Batılı ülkelerdeki kapitalist seçkinler ile Müslüman topraklardaki yöneticilerin halkı kontrol etmek için korkuyu kullanması ilginçtir. İslam ülkelerinde yöneticileri -sömürge kapitalist güçlerin desteği ile- özellikle İslami hareketler önderliğindeki muhalifleri yok etmek için şiddet ve baskıya başvururlar. Batıda ise kapitalist seçkinler, aşırı sağcı partiler üzerinden psikolojik korku salgılarlar; Müslümanlar da bu partilerden korunmak için sisteme entegre olurlar.

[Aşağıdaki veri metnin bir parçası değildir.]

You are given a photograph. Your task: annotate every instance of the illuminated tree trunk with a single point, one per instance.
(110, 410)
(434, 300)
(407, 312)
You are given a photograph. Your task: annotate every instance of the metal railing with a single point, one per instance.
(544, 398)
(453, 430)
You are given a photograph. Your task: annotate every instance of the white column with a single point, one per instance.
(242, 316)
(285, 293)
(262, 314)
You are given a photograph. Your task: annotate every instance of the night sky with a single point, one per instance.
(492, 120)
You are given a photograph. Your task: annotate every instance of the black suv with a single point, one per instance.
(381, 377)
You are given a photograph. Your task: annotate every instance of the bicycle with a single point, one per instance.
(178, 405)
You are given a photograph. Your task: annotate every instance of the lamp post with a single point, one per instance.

Sonuçta siyasi çözümlerin başlangıç noktası olarak “korku temelli ikilemin” Müslüman kamuoyunu ele geçirdiğini görüyoruz. Müslüman topluluğa “korku temelli fıkıh” sunulur. Böylece Müslümanlar, seçimlere katılmamanın, seçimlere lojistik destek için camilerimizi açmamanın, evlerimizden atılmak da dâhil olmak üzere aşırı sıkıntıya yol açacağına inanırlar. Bu nedenle “zaruretler yasakları mubah kılar” gibi ilkelerin kullanımı yaygınlaştı. Hatta bazı Müslümanlar, “en faydalı siyasi partiye” oy kullanmanın farz, “iyiliği emretmek kötülüğü yasaklamak” sayıldığı için oy kullanmamanın günah olduğunu söyleyecek kadar ileri gittiler.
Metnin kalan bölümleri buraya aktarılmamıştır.